By Kristina Dougherty and Rich Zeoli
PHILADELPHIA (CBS) – A Philadelphia attorney has opened what he says is the first LGBTQ divorce firm.
Philadelphia lawyer Conor Corcoran, who bills himself as the nation's first gay divorce attorney, says he is ready to serve gays and lesbians that will need divorces following the Supreme Court's ruling last week legalizing same-sex marriage across the country.
Corcoran says he celebrated the Supreme Court decision to have marriage equality throughout the United States, but he quickly realized it was unlikely all of the new marriages would end in bliss.
He says that is why he launched a new division entirely devoted to LGBT divorce.
"The genesis of this idea began about a year ago when Judge Jones, out in Harrisburg, legalized marriage for all in Pennsylvania. I was out that night with a couple of friends and I came up with that idea. We were talking about the fact that, at some point down the line, there's going to be a need for gays to get divorced, and I thought wouldn't be funny if that website was called AdamVsSteve.com.
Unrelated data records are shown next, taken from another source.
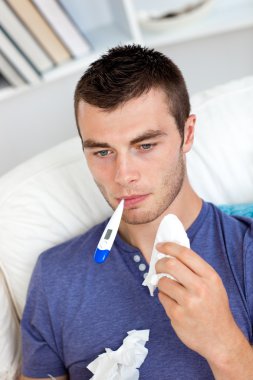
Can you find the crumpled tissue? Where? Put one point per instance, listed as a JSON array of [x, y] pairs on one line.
[[169, 230], [123, 363]]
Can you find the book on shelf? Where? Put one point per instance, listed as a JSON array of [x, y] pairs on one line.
[[63, 26], [23, 39], [73, 9], [17, 60], [9, 72], [40, 29]]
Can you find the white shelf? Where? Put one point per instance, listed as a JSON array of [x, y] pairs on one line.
[[221, 18], [120, 25]]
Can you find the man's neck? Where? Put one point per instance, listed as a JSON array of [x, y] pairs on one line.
[[186, 207]]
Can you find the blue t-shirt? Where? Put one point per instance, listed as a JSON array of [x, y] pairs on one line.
[[76, 308]]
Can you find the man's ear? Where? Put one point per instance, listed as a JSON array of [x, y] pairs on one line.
[[189, 133]]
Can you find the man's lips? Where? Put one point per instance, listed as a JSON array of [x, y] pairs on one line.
[[131, 200]]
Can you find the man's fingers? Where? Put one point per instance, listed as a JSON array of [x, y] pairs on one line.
[[185, 255], [172, 289], [178, 270]]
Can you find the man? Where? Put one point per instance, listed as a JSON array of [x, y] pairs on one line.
[[133, 116]]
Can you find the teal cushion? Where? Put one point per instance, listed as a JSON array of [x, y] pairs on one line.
[[244, 209]]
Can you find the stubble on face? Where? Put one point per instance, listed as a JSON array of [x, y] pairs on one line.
[[162, 197]]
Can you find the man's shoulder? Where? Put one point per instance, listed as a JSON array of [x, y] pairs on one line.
[[233, 224], [70, 252]]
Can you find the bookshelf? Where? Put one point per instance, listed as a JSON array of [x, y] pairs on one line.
[[30, 108], [106, 23]]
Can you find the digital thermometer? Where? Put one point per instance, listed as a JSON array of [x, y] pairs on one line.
[[108, 236]]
Then the year went by and I thought more and more about it, I realized that there really is a certain kind of empowerment and benevolence in taking what was formerly a derogatory term or a denigration and turning it into some matter of empowerment. And it's for a good service. These people are entitled to equal rights just like the rest of us."
He adds, "The whole thing about the sanctity of straight marriage being compromised by the notion of a homosexual union is the most ridiculous nonsense imaginable and it was high time to use some tongue-in-cheek humor and turn the denigrations that have been used against so many of my friends and family members, to flip it a little bit."
The law office's website says it is "proud to be the first law firm in the U.S. to practice in the field of gay divorce, providing Private Client Domestic Services, 24/7 and coast to coast, regardless of your sexual orientation."
Corcoran has yet to receive any requests to assist with a same-sex divorce but is happy to be available for those who will need his services.
"It was an endeavor that, in good conscience, I had to put out. It was a good idea and a good idea after decades of really oppressive conditions with regard to this kind of thing in the United States."